Ma double vie secrète : l’orgasme interdit par une main inconnue dans le métro

J’ai tout manigancé avec soin. Mon mari ? ‘Chéri, ce soir, yoga avec les copines. Tard, hein, ne m’attends pas.’ Il sourit, embrasse mon front. ‘Fais attention à toi.’ Si innocent… J’ai retiré mon alliance, ce cercle d’or qui m’étouffe parfois. Glissée au fond du sac, avec la culpabilité. Cœur qui cogne déjà. Je porte ma jupe courte, celle qui frôle les cuisses, top moulant sur mes seins fermes.
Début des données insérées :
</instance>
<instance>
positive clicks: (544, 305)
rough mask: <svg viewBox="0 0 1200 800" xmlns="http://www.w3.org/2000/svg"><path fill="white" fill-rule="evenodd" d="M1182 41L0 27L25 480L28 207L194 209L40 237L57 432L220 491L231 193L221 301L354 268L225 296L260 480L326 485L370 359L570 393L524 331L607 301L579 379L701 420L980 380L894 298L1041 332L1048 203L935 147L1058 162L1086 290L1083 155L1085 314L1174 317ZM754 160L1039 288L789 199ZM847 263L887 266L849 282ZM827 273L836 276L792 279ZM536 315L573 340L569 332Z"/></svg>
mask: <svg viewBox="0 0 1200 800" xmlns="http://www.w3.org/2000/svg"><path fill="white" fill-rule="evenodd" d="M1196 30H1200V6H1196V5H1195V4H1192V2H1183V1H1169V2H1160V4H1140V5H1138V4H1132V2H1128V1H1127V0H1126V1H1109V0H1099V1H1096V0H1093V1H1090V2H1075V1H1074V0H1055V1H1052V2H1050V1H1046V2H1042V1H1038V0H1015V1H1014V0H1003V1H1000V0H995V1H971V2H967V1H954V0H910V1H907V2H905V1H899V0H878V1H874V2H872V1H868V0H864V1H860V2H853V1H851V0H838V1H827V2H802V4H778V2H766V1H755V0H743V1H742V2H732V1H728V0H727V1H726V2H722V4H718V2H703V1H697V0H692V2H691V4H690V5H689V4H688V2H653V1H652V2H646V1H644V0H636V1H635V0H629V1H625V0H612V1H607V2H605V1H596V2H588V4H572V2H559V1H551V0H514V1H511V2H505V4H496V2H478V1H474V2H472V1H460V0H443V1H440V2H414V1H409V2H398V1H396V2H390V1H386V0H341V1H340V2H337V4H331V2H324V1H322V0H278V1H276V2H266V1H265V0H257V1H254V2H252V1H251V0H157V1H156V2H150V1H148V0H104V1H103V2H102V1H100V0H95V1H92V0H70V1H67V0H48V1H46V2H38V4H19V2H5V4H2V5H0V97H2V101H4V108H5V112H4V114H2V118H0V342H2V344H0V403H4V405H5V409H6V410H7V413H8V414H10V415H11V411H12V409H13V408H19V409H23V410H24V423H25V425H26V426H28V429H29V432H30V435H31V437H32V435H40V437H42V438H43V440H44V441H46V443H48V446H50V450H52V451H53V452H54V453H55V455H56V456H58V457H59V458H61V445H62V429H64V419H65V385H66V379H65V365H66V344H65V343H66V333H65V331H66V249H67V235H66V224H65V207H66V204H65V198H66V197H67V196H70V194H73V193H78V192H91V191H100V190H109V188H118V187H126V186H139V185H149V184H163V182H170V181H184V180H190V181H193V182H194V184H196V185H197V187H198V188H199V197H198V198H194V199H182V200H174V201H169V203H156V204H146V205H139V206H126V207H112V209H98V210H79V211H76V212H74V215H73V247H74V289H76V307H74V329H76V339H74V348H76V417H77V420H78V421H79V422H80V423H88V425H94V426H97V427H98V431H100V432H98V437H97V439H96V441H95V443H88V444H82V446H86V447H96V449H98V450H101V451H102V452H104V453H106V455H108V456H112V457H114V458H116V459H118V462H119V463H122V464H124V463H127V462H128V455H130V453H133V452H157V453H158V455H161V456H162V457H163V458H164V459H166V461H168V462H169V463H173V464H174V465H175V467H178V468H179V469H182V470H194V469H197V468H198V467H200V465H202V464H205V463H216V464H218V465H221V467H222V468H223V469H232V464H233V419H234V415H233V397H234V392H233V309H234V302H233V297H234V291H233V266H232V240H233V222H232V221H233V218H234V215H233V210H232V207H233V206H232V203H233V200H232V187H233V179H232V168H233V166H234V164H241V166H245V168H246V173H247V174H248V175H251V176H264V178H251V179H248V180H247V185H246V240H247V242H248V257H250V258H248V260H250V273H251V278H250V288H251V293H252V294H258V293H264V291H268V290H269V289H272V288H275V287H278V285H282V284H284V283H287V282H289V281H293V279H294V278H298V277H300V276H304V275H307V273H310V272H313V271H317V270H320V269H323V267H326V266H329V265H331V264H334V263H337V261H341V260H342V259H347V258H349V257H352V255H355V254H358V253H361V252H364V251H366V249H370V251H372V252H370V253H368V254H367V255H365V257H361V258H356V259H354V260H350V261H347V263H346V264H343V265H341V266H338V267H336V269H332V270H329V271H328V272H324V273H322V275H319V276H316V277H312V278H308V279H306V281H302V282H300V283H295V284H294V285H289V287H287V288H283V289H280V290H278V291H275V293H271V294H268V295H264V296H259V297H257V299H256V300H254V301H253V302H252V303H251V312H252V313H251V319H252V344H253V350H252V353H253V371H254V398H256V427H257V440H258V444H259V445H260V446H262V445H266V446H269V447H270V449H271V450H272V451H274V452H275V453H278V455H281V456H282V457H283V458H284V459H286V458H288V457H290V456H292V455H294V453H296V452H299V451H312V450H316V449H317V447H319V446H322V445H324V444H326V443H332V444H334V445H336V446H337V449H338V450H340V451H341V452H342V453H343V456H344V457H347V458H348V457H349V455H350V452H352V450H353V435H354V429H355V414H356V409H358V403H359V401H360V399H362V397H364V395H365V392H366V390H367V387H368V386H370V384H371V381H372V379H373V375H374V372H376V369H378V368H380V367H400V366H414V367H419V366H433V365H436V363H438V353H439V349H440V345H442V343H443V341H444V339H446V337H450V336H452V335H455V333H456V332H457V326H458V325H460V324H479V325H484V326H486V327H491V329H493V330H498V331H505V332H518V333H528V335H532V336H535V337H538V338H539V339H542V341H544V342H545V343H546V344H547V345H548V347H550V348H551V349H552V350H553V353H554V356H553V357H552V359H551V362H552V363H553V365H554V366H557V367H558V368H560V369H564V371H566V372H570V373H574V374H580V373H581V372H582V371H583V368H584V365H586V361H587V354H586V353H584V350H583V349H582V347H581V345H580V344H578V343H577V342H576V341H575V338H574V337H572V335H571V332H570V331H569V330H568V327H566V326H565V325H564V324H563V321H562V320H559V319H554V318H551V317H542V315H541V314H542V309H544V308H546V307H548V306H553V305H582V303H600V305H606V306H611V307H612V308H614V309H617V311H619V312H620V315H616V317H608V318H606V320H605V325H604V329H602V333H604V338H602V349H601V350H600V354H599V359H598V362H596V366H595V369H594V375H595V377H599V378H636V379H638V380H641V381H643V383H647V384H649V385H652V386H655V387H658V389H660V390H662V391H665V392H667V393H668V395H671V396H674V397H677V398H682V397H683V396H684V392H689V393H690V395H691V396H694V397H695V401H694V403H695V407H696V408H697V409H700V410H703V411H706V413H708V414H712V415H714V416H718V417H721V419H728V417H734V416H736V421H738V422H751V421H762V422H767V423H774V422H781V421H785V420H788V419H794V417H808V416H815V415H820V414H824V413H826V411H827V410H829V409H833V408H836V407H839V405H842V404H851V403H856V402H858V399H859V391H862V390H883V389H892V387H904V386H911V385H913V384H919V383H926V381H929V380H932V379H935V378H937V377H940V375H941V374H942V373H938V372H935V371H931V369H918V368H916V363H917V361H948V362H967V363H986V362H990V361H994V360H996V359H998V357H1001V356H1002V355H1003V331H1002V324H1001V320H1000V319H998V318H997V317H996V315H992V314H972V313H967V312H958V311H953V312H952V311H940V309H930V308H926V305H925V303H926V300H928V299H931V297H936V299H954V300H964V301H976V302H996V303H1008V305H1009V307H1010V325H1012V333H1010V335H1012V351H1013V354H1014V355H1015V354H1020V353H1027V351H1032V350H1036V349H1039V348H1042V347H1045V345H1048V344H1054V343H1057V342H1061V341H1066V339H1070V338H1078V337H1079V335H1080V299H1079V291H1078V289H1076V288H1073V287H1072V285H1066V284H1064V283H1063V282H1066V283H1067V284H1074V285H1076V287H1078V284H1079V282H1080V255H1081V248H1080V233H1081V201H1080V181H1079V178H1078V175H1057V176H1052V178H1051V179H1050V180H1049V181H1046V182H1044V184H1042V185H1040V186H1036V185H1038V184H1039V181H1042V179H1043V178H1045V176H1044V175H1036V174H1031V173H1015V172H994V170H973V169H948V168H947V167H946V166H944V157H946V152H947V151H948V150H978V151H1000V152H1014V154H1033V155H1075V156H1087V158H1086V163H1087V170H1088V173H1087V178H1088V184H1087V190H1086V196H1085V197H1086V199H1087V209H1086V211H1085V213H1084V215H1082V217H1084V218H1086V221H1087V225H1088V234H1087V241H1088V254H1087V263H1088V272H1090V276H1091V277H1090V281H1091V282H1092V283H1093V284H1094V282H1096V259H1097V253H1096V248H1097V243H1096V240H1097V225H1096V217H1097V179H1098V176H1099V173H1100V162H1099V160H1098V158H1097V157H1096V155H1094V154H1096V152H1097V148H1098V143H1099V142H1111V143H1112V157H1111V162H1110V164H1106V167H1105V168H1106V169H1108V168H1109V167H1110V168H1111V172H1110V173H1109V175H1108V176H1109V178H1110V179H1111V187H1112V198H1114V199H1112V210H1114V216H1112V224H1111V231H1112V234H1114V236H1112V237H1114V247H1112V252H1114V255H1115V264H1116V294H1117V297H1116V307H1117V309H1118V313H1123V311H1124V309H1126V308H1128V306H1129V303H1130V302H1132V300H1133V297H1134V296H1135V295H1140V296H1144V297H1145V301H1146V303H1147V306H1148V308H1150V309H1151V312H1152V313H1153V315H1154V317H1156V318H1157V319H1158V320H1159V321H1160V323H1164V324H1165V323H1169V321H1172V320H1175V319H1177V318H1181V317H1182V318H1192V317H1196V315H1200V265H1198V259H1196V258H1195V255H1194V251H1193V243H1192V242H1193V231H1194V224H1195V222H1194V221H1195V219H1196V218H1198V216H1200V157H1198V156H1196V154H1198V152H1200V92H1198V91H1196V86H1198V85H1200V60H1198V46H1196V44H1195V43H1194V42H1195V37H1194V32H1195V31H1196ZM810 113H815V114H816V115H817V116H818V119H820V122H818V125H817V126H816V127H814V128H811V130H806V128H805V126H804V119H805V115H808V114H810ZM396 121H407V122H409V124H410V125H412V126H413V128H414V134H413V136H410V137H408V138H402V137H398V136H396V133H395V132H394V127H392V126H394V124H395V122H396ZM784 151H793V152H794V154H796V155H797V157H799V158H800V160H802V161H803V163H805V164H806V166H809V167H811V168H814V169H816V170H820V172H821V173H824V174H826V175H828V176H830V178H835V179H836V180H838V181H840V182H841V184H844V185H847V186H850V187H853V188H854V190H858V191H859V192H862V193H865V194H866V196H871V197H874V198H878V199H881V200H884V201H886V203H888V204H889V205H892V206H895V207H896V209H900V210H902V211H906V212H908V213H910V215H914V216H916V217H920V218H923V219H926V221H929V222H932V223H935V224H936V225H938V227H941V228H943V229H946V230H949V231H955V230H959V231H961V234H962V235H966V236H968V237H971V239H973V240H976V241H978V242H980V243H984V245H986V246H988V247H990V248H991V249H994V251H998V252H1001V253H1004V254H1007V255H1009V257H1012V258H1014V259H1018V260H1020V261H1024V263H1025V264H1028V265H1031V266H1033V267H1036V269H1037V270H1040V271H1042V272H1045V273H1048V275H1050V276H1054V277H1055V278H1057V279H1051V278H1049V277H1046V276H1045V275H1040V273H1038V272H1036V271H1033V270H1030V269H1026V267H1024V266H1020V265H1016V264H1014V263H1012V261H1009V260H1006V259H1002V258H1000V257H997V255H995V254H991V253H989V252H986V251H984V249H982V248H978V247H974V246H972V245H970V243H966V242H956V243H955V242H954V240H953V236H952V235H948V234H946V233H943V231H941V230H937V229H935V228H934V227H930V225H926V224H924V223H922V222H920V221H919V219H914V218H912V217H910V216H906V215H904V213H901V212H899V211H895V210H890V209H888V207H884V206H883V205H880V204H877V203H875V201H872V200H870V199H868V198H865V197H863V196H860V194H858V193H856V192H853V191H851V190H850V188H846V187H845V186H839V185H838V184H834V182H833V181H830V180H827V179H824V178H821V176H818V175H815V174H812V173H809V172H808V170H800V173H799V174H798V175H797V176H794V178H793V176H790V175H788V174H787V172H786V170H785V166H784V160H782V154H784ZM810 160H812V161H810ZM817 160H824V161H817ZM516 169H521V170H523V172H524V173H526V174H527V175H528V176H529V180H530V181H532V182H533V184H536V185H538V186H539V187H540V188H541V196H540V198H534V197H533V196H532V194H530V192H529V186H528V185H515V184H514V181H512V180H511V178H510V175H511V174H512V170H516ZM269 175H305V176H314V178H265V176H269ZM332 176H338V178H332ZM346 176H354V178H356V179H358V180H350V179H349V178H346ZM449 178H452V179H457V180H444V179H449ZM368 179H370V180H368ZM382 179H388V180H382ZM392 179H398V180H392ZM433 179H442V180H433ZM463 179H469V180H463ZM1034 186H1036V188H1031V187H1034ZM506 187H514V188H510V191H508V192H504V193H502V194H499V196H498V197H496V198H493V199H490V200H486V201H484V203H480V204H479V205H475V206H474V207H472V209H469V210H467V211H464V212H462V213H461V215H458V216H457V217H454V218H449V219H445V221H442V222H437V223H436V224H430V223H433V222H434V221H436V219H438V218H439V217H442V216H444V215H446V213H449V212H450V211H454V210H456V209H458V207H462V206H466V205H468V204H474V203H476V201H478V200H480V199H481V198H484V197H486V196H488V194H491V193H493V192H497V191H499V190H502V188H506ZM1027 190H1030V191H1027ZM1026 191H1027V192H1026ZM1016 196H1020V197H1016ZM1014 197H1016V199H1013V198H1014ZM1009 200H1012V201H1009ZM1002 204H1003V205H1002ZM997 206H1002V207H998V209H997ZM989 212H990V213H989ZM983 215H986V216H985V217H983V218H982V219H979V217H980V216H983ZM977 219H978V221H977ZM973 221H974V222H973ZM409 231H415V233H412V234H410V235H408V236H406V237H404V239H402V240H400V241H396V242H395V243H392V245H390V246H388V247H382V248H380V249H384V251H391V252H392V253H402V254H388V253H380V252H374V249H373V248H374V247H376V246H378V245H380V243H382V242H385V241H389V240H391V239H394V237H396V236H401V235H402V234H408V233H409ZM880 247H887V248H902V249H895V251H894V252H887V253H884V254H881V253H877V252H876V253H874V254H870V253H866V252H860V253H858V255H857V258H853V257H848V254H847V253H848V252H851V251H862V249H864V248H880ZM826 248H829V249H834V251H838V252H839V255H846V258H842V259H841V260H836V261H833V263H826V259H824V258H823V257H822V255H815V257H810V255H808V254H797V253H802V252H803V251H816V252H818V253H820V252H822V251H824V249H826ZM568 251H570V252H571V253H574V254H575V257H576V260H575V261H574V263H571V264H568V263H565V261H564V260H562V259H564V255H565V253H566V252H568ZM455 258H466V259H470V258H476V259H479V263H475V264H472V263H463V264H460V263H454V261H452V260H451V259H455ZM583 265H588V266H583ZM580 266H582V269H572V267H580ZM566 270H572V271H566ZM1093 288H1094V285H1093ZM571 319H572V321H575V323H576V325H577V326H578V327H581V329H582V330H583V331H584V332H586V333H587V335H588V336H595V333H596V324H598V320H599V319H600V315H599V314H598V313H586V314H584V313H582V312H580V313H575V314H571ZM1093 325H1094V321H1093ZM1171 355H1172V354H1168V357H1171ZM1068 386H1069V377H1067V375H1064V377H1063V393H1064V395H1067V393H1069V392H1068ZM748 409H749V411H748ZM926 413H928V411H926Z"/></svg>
Parfum léger, boxer dentelle qui gratte déjà d’excitation.

Sur le site de chat, lui et moi, complices secrets. Je lui ai tout balancé : mon fantasme. Une main inconnue dans le métro, foule compacte, exploration sous la jupe. Fesses palpées, intimité fouillée. Sans savoir qui. Je lui ai filé mes horaires, ma ligne, les jours à jupe. ‘Seule, toujours seule.’ Il sait. Ou pas. L’adrénaline du doute me rend folle.

L’alibi et l’attente fiévreuse

Quai bondé, heure de pointe. Sortie de la fac – ouais, étudiante mariée, la parfaite façade. Écouteurs, regard vide. Rame arrive, poussée humaine. Je m’agrippe à la barre, dos à la foule. Odeur de sueur, parfums mêlés, grincements des portes. Corps pressés. Et là… une main. Chaude, ferme. Contre ma fesse droite. ‘Accident ?’ Non. Elle s’attarde, dos de la main qui caresse le tissu fin. Mon pouls s’emballe. Peur. Excitation. Je ne tourne pas la tête. Miroir au loin : silhouette vague, homme banal.

Il tourne la paume. Plaqué maintenant. Sur ma fesse. Possessif. Je… j’accentue ma cambrure. Légèrement. Jambes qui s’écartent d’un rien. Odeur masculine musquée monte, mélange sueur et aftershave. Mon sexe pulse déjà. Station suivante : foule bouge, on se sépare. Frustrée, je reste là, dos cambré en invite muette. Rame repart, il est de retour. Main ferme sur mes fesses. Les pétrit. Doux mais puissant. Monte, descend la courbe. Je mouille, boxer trempé.

Sa main glisse sur ma cuisse nue. Haut, haut. Entre mes jambes entrouvertes. Peau de poule. Doigts rugueux effleurent la dentelle. Chaleur de mon sexe le happe. Il écarte le tissu. Lentement. Air frais sur ma vulve humide. majeur qui frôle mes lèvres gonflées. Trempées. Je retiens un gémissement. Bruits du métro couvrent tout : freins, annonces nasillardes. Il trouve mon clito. Tourne. Presse. Tressaillement me traverse.

La caresse fatale et l’explosion de plaisir

‘Putain, oui…’ je pense. Hanches qui ondulent, discrètes. Il enfonce un doigt. Majuscule en moi. Mouille abondante coule. Glissante. Il ajoute l’annulaire. Me pistonne. Fort. Pouce sur mon anus. Effleure, pousse. J’ouvre pour lui. Indécente. Plaisir monte, brûlant. Femme en face nous mate. Ses yeux sur moi, rougit. Complaisante ? Envieuse ? Je la fixe, lèvres entrouvertes. Souffle court.

Stations défilent. On reste collés. Sa main ne lâche pas. Fesses remontées, claqué doucement. Odeur de ma mouille forte, animale. Goût salé sur mes lèvres mordues. Il accélère. Doigts courbés sur mon point G. Pouce rentre un peu dans mon cul. Explosion proche. Corps se tend. Je me cabre. Sexe serre ses doigts. Orgasme silencieux. Vagues. Tremblements. Jus gicle sur sa main. Elle sourit, la femme. Sait.

Portes s’ouvrent. Je descends. Altière. Jambes flageolantes. Sans un regard. Air frais sur ma peau moite. Alliance remise, maquillage refait. Taxi maison. Mari dort. Je me glisse sous les draps, odeur de sexe encore sur moi. Douche rapide. Puis PC. Lui en ligne. ‘Salut ! J’ai un truc dingue à te dire…’ Mon secret pulse encore.